Es ist interessant, dass Kim zuerst nach Russland und nicht nach China gereist ist. Viele Jahre lang war China der einzige Unterstützer Nordkoreas mit wirtschaftlicher Hilfe und in politischer Hinsicht. Eine engere Beziehung zwischen Russland und Nordkorea könnte Pekings Einfluss auf beide Regierungen schwächen.
Im Juli 2023 schlug der russische Verteidigungsminister gemeinsame Militärübungen zwischen China, Russland und Nordkorea vor, um der trilateralen Zusammenarbeit zwischen den Vereinigten Staaten, Südkorea und Japan in der Region entgegenzuwirken.
Chinas Regierung reagierte zurückhaltend. Eine solche Politik würde Chinas eigene Kritik an der "Blockpolitik" der USA untergraben. China versucht wieder einmal einen Balanceakt.
Lange Zeit lag Pekings Fokus auf der Denuklearisierung Nordkoreas.
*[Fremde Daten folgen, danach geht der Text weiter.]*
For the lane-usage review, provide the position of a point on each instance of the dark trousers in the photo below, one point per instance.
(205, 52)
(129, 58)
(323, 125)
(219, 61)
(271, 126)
Die Hoffnung war, dass China seinen Einfluss auf die Regierung in Pjöngjang geltend machen und Nordkorea davon überzeugen könnte, sein Atomprogramm zu stoppen. Dies ist sicherlich nicht mehr die oberste Priorität. Peking ordnet nun alles dem geopolitischen Wettbewerb mit den USA unter.
Die Annäherung zwischen Moskau und Pjöngjang könnte möglicherweise unabsehbare Folgen haben. Es bleibt abzuwarten, ob diese Beziehung über die derzeitigen praktischen Aspekte der Energie- und Militärtechnologielieferungen durch Russland und der Lieferung konventioneller Waffen durch Nordkorea hinausgehen wird.
Der russische Krieg gegen die Ukraine ist ein Zermürbungskrieg. Daher sind nordkoreanische Lieferungen eine militärisch wichtige Unterstützung Russlands. Aber das international unter Quarantäne gestellte Nordkorea ist sicherlich nicht in der Lage, die politische Isolation Russlands zu verbessern.